From drinking or texting while driving to using a designated driver, a new survey from Liberty Mutual Insurance and SADD (Students Against Destructive Decisions), highlights a sharp disconnect between what teens acknowledge as risky behavior and what they actually admit to doing behind the wheel. Teens know that drinking or using a cell phone while driving are dangerous behaviors – that’s no surprise. What is surprising is that according to a new survey teens seem to have a different definition of what it actually means to engage in these potentially deadly behaviors.
According to the survey results, teens claim to understand the dangers surrounding drinking and driving:
- The majority (86 percent) of teen drivers consider driving under the influence of alcohol to be extremely or very distracting
- Only 1 percent of teens define driving under the influence of alcohol as acceptable
- Only 5 percent of teens admit to at least sometimes driving under the influence of alcohol
However, when asked about actual driving behavior involving alcohol, driving “under the influence” takes on a different definition:
- One in 10 teens who say they never drive under the influence acknowledge that they occasionally drive after having an alcoholic beverage
- More than two-thirds of teens (68 percent) who admit to driving under the influence of alcohol say they have done so after having more than three alcoholic beverages
According to the National Highway Traffic Safety Administration, a quarter of fatal crashes that involve young drivers resulted from drinking and driving.
“While many teens seem to have gotten the message about these driving dangers, the real challenge is to make sure they understand that even a sip of alcohol or a quick text at a red light can be deadly,” said David Melton, driving safety expert with Liberty Mutual Insurance and managing director of global safety. “Teens need to realize it’s not acceptable to put an allowable limit to their engagement in these behaviors – they need to be eliminated entirely when they are behind the wheel.”

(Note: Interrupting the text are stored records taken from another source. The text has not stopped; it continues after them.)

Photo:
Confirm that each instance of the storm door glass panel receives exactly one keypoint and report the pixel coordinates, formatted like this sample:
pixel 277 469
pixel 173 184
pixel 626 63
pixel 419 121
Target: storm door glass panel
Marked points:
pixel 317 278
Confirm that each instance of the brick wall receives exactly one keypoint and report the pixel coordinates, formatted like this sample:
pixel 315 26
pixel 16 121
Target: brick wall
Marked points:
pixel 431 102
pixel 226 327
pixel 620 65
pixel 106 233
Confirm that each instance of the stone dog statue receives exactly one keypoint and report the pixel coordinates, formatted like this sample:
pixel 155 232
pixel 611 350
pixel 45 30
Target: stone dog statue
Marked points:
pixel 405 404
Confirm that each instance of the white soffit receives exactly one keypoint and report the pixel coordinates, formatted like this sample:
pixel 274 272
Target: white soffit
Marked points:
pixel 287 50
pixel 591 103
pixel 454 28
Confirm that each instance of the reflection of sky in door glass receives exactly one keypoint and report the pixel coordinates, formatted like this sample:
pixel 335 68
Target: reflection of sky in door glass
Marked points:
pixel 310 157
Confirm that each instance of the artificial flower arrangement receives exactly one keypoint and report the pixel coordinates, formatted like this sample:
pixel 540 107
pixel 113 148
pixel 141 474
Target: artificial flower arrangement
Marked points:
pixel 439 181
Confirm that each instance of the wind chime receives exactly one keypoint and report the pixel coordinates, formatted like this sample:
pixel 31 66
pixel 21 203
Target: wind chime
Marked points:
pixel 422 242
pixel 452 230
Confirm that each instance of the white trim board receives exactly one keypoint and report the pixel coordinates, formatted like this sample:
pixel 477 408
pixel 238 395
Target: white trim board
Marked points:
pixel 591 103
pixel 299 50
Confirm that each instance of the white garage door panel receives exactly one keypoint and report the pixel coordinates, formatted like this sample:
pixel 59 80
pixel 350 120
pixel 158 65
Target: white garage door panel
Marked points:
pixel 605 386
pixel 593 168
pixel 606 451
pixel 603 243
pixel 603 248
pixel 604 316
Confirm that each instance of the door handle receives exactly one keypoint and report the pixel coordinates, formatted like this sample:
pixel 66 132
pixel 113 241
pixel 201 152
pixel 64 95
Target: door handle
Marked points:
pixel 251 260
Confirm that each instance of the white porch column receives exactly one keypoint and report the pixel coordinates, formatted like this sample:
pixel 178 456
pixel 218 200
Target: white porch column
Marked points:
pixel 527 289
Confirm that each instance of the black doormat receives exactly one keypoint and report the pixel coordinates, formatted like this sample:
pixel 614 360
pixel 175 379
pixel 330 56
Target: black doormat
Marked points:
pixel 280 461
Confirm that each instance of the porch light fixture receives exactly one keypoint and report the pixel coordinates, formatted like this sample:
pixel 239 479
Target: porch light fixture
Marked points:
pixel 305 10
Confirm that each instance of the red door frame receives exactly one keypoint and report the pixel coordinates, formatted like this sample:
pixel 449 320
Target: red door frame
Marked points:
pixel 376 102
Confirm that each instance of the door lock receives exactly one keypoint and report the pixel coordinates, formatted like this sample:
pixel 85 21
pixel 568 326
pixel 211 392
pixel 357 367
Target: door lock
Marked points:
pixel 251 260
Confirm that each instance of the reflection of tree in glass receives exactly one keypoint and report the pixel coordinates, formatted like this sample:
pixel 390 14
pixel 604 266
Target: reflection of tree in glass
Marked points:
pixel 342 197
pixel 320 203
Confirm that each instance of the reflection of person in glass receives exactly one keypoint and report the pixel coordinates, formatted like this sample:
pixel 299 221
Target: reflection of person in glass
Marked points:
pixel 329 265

While underage drinking is never acceptable and always illegal, many teens and parents consider a designated driver to be a safe alternative to impaired driving. In fact, more than half of parents (58 percent) encourage teens to use designated drivers to avoid driving under the influence, and almost half of teens (47 percent) admit to using one.
However, teens’ definitions of “designated” are concerning:
- Designated Means “Basically Sober”: 21 percent of teens define their designated driver as allowed to have “a little” alcohol or other drugs, as long as they aren’t too impaired to drive
- Designated Means “Least Impaired”: 4 percent of teens describe their designated driver as the “most” sober person in the group
“With teens reporting these lax definitions of what it means to be ‘under the influence,’ a zero tolerance approach is the only answer to prevent potential tragedy,” said Stephen Gray Wallace, senior advisor for policy, research and education at SADD. “The parents and community have a responsibility to initiate and maintain an open dialogue with teens about exactly what driving under the influence means.”
According to the U.S. Department of Transportation, more than 3,300 deaths were reported in 2012 alone as the result of distracted driving, many attributed to talking or texting on a cell phone. Teens seem to understand the dangers of these behaviors:
- Nearly all (96 percent) teen drivers understand that using a cell phone while driving – either talking or texting – is at least slightly distracting
- 62 percent of teen drivers think texting and driving is extremely or very distracting
However, according to the new data, teen drivers often do not grasp the dangers of what it actually means to use a phone while driving:
- The majority of teen drivers (86 percent) still admit to using a cell phone behind the wheel
- Nearly half (47 percent) of the teen drivers who say they never text while driving still admit to texting at a red light or stop sign
- 68 percent of teen drivers admit to reading or replying to text messages while driving
“It’s critical not only for teens, but all drivers to understand that any time you pull out your phone when you are driving, whether you’re moving or at a stoplight, your attention is diverted and you put yourself, passengers and others on the road at risk,” said Melton. “If you need to use your phone while driving, find a safe place to pull off the road to make a call or send a text. It’s not worth the risk to respond at a stop sign or before the light turns green.”
Liberty Mutual Insurance and SADD commissioned ORC International to conduct a qualitative and quantitative methodology to measure teen driving attitudes and behaviors. The study was initiated with a series of focus groups held in Philadelphia, Pa., and Dallas, Texas from May 29 – May 30, 2013, followed by a survey of 2,537 eleventh and twelfth graders from across the country. Overall the findings from the study can be interpreted at a 95 percent confidence interval with an error margin of +/- 1.68 percent. Error margins for subsets such as licensed drivers will be wider. Additionally, the study surveyed 1,000 parents of high school aged teenage drivers, providing an overall error margin of +/- 2.94 percent.